Roshan reaches out, takes Tremaine’s hand in his, and squeezes it tight. He doesn’t say a word for a long moment, but somehow, this contented silence seems like just the right thing to hear.

“You know, I’m not over you,” Roshan finally murmurs.

“I’m not either,” Tremaine replies. He turns his head slightly, all he can manage, and closes his eyes as Roshan leans down to kiss him.

The memory vanishes, as if everything I’d just seen had happened in the space of a second. Roshan stays seated against the wall with his eyes staring vacantly forward.

Zero already knows what we’re doing and where we’re trying to go. He’d even planted this false endpoint here, had used this game against us in order to hunt us down.
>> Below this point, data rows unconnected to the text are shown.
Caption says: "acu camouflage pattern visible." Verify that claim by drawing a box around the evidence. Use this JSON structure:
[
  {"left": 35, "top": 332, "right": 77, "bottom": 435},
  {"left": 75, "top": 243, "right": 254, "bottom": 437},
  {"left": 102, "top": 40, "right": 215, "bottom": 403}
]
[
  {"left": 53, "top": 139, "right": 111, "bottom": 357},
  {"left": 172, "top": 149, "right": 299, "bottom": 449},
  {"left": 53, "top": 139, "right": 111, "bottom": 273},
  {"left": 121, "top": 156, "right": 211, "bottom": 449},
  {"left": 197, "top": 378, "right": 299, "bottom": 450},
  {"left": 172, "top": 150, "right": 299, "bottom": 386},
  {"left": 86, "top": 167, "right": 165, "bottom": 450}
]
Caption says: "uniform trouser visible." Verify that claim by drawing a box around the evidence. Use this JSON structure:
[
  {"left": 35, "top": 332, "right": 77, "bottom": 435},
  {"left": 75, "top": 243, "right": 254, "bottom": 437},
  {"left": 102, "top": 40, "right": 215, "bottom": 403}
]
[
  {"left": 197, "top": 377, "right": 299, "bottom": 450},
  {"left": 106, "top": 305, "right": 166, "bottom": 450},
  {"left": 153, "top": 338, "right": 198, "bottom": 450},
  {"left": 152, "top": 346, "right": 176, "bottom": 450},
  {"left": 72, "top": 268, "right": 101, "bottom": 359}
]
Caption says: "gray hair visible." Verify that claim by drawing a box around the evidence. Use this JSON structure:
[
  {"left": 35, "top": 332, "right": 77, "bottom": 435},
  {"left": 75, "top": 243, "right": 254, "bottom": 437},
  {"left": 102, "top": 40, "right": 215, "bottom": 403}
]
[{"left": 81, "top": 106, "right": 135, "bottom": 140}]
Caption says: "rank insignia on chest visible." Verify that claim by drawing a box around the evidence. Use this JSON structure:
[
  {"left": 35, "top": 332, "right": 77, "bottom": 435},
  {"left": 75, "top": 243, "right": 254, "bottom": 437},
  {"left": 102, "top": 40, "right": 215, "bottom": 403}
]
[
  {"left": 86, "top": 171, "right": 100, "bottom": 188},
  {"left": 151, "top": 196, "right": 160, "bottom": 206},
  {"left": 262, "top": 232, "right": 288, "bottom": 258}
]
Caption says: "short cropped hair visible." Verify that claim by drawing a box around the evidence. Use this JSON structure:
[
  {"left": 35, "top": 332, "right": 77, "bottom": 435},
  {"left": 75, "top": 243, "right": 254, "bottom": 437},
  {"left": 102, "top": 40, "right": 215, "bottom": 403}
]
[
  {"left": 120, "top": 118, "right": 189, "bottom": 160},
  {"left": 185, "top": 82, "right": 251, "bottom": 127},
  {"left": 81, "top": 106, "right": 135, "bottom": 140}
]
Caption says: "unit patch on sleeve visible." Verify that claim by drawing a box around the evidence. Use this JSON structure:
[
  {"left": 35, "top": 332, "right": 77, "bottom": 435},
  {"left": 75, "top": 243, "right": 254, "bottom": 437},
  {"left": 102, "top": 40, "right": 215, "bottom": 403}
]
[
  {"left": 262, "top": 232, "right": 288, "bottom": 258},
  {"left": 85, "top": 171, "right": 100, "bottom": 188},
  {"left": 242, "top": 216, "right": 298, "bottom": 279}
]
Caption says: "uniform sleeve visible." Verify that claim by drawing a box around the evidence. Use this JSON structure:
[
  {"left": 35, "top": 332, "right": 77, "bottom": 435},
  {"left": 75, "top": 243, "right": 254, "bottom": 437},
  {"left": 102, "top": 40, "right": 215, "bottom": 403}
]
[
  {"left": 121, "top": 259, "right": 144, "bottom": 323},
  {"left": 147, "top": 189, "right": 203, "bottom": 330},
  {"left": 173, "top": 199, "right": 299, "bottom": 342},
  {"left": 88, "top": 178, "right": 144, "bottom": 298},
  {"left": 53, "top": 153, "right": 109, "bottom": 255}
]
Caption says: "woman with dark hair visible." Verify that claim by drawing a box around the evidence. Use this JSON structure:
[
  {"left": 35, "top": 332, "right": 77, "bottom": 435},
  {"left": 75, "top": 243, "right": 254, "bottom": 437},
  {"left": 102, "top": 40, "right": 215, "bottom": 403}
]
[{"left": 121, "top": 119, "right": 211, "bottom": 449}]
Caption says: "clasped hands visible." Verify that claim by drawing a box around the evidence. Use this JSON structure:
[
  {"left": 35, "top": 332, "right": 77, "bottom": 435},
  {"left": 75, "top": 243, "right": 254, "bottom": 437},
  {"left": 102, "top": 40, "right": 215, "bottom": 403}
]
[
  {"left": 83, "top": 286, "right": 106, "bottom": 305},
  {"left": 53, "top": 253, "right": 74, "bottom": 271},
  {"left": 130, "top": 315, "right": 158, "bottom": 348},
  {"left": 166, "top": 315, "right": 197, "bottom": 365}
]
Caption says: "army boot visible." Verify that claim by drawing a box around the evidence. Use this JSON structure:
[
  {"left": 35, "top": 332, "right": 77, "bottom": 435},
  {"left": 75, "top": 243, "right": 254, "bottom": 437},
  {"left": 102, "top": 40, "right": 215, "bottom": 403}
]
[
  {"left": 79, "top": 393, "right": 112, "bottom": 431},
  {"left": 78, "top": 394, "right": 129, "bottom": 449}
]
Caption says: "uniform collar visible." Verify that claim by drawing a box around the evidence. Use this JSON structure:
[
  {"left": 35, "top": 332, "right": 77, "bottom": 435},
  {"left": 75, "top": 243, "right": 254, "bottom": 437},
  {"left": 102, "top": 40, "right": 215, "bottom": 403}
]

He knew Hideo would come here, back to their old home.

My head jerks back up to Zero, my eyes narrowed in anger. He just looks at me through his opaque helmet, studying me quietly before turning his attention back to Hideo. To my surprise, though, he doesn’t touch Hideo.

Instead, he turns toward me and lunges.

Hideo darts for me. He reaches me before Zero can, clenches his jaw, and crouches before me, ready to attack his brother. Zero halts before Hideo can reach him. Again, he seems to shy away from Hideo, as if making contact with him might have the same poisonous effect as Zero’s mind controlling any one of us.

“Touch her, and I’ll kill you,” Hideo growls.

“You won’t kill Sasuke,” Zero replies in a cool voice.

“You’re not Sasuke.”

The ground beneath us cracks more. I lose my balance and fall to my knees. Before my eyes, a huge line divides the entire floor. I try to scramble to my feet and throw myself at Zero, one last-ditch attempt to get to him.

But it’s too late. The floor gives way, and all of us fall into darkness.





31



I have no idea where we are. The darkness is all-consuming, and the only thing I can hear is the sound of Hideo’s breathing coming from somewhere near me. His breaths are hoarse now, and when he speaks, he sounds weaker.

“Hideo?” I whisper, then say his name louder. “Hideo?”

He doesn’t respond right away. For a frightening moment, I think that Zero has somehow gotten to him, too, and that my new theory is completely wrong. Hideo’s going to stop speaking. He might already be staring emotionless into space within this darkness.

Or maybe, in real life, he’s dying. Bleeding out. We’re both trapped inside this panic room with Zero’s guards outside our door. At any moment, they could break in and seize us, and I’d feel rough hands grabbing my arms and dragging me to my feet. I’d feel the cold barrel of a real gun pressed to my head.

Then Hideo whispers something. “Emika.”

All I can do is whisper back. “I’m here.”